Why this Halifax mom pulled her transgender son out of public school
Cyndi Sweeney says there's a lack of gender identity education in N.S. schools
Cyndi Sweeney doesn't blame the kid who hit her son.
She blames Nova Scotia's public school system, which she says doesn't properly educate children about gender identity.
Sweeney's son is transgender and started facing verbal bullying and harassment in Grade 6. Near the end of that year, Sweeney said he and another student got into an altercation that left her son with a bloody nose and concussion.
"I really feel like the school system is failing our children. They are not protecting them. We're testament to that," she told CBC's Mainstreet this week.
Sweeney said her son continued to face transphobic bullying for much of junior high and that's why she eventually decided to take him out of the public school system altogether.
This summer, during Pride Week, her family moved to a different part of Halifax so he could attend Grade 9 at a private school.
Sweeney doesn't want to use her son's name to protect his privacy.
He was assigned female at birth and began socially transitioning in Grade 5. For young transgender and non-binary kids, socially transitioning is about aligning their names, pronouns and appearance with their identity.
Sweeney said her son felt comfortable to open up about who he was in Grade 5 after his teacher read a book about a transgender child.
But things changed the following school year, she said.
"Then he started into Grade 6 and the school did nothing," Sweeney said. "There was no continuity whatsoever. There was not even communication … with the parents of kids in his class, which we had really asked for."
Other students began to say things like, "you're not a real boy or you're not a real girl and you're never going to be a real boy. You can't use that bathroom," she said.
Sweeney's son attended a school within the Halifax Regional Centre for Education, but she said she doesn't want to name the school in part to protect the identity of the student who bullied her son.
Through her consulting company, Simply Good Form, Sweeney holds diversity and inclusion workshops about gender identity for businesses and organizations.
She said Nova Scotia schools need to have a more comprehensive curriculum about transgender issues, one that's consistent across grades and begins as early as possible.
"We really need to break down the stigma and the school system is critically important," she said.
She works with teachers and said right now, while some are excited to explore these topics with students, others don't feel comfortable.

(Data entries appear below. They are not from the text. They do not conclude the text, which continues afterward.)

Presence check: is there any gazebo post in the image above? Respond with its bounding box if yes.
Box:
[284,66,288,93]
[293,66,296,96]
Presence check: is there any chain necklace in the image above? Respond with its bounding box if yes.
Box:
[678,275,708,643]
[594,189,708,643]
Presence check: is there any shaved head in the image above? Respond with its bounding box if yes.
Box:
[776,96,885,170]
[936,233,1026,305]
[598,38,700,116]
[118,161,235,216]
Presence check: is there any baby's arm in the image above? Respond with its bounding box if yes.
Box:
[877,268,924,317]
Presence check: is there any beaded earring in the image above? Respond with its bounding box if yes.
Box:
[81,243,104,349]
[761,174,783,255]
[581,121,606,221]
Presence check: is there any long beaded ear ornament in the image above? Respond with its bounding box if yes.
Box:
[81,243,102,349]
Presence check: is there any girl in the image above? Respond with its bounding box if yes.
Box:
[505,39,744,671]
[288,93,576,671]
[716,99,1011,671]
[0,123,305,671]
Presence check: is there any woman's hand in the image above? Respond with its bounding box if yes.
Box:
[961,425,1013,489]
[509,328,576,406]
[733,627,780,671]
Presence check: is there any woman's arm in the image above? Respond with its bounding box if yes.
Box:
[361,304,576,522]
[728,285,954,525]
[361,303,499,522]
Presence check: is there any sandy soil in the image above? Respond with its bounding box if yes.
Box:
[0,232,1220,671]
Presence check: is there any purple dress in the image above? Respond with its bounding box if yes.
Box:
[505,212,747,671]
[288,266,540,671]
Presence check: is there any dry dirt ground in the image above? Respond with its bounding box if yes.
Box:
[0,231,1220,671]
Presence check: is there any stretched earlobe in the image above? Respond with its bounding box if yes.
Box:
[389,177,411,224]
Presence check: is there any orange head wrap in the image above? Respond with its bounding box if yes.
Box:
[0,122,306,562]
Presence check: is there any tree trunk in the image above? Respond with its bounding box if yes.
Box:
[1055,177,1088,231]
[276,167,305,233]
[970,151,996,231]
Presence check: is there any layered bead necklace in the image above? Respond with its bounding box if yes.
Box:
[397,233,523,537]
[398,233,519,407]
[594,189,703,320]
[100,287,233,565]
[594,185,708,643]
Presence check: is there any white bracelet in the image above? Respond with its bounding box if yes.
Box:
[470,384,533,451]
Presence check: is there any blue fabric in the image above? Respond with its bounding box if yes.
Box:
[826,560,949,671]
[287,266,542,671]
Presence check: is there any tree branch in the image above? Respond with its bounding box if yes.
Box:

"They have certain components, certain boxes they have to tick and whether or not they want to talk about, you know, diving deep and reading a book, say, about transgender students, that is up to them," Sweeney said.
Education needed early on, says psychiatrist
Dr. Suzanne Zinck, a psychiatrist at the IWK Health Centre, said what Sweeney's family has experienced is sadly not unique.
"I also am struck by how dependent a lot of the education on gender is on what's provided to the teachers. The resources are there, but they are small and it's not something everyone is comfortable emphasizing when time is short," Zinck told CBC's Mainstreet.
"It's very, very important to have some education somewhere that gender is not equivalent to sex for all people."
She said as many as three per cent of people don't have the same gender that they're assigned at birth.
"I think there's really no inappropriate age," Zinck said. "There's a lot of emphasis in the debates online and in the media about how young is too young, and we're never really having that debate about someone identifying themselves as a cis-gender boy or a cis-gender girl."
Doug Hadley, a spokesperson for the Halifax Regional Centre for Education, said the province sets curriculum and directed questions to the Department of Education.
He also pointed to provincial guidelines, introduced in 2014, for schools to better support transgender and gender-nonconforming students.
Outcomes introduced in Grade 4
A spokesperson for Nova Scotia's Department of Education said all educators in the province "have access to curriculum resources that address the concept of gender and diverse expressions of gender."
"The skills and concepts related to kindness and fairness are introduced as soon as students enter school; outcomes related to gender identity are introduced in Grade 4 through Health Education," wrote Violet MacLeod.
She said since 2018, the province has worked with The Youth Project, a non-profit group that supports young people around issues of sexual orientation and gender identity.
Sweeney said things have gotten better for her son ever since he moved schools.
He's now thriving at his new school where education around gender identity begins in pre-primary, she said.
"He's definitely healing from what he went through over the past two years," she said. "As a parent, it's amazing. It's such a relief to see the change in him."